15 de octubre de 2019, 20:37:29
Opinion


Vigencia de Montesquieu

Enrique Aguilar


Cuando me refiero en clase al pensamiento de Montesquieu suelo detenerme bastante en las páginas que el autor de El espíritu de las leyes dedicó al régimen despótico. En punto a su naturaleza, es decir, a su estructura o anatomía particular, el despotismo se define por la existencia de un gobernante que no se ve limitado por nada ni por nadie. Sin leyes establecidas, sin poderes intermedios, el déspota (“un hombre a quien sus cinco sentidos le dicen continuamente que él es todo”) monopoliza la decisión y actúa arbitrariamente, guiado por sus deseos y sus caprichos. Por otro lado, lo que hace obrar a este régimen, aquello que Montesquieu llama su principio, es obviamente el temor, para mantener a raya los ánimos y extinguir la menor ambición. De aquí que el conocimiento le resulte peligroso y sólo le sea conducente una educación reducida precisamente a eso: “a llenar de temor el corazón”.

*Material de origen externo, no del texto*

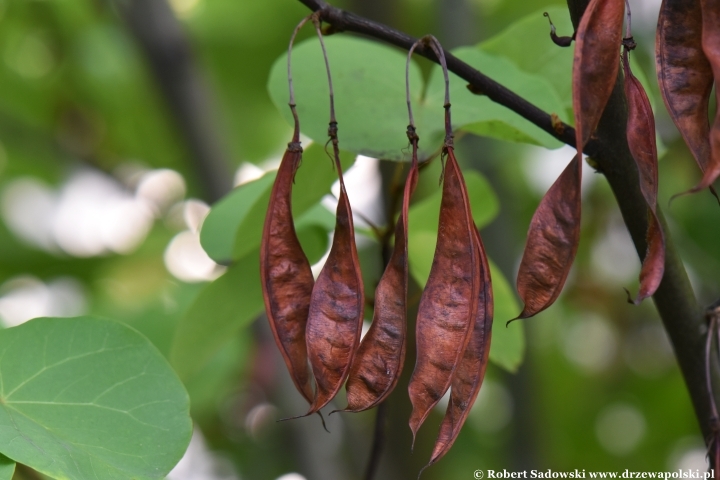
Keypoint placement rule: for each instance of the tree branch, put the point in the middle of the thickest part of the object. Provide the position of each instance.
(674, 299)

Montesquieu se pregunta cómo es posible que el despotismo haya sido un hecho cotidiano y no excepcional en la historia. La respuesta a este interrogante me parece extraordinaria. “Para formar un Gobierno moderado hay que combinar los poderes, regularlos, atemperarlos...” Se trata, añade Montesquieu, de “una obra maestra de legislación, que el azar consigue rara vez, y que rara vez se deja en manos de la prudencia”. En cambio, un Gobierno despótico es uniforme en todas sus partes y, “como para establecerlo sólo se necesitan pasiones, cualquiera vale para hacerlo”.

Hoy como entonces (El espíritu de las leyes se publicó en 1748), el argumento continúa siendo válido. Hay pueblos que todavía se resignan al despotismo y déspotas de los que tampoco nosotros, como Montesquieu, podemos hablar sin estremecernos. A pesar del apego que por lo general inspira la libertad. A pesar del rechazo que produce la violencia.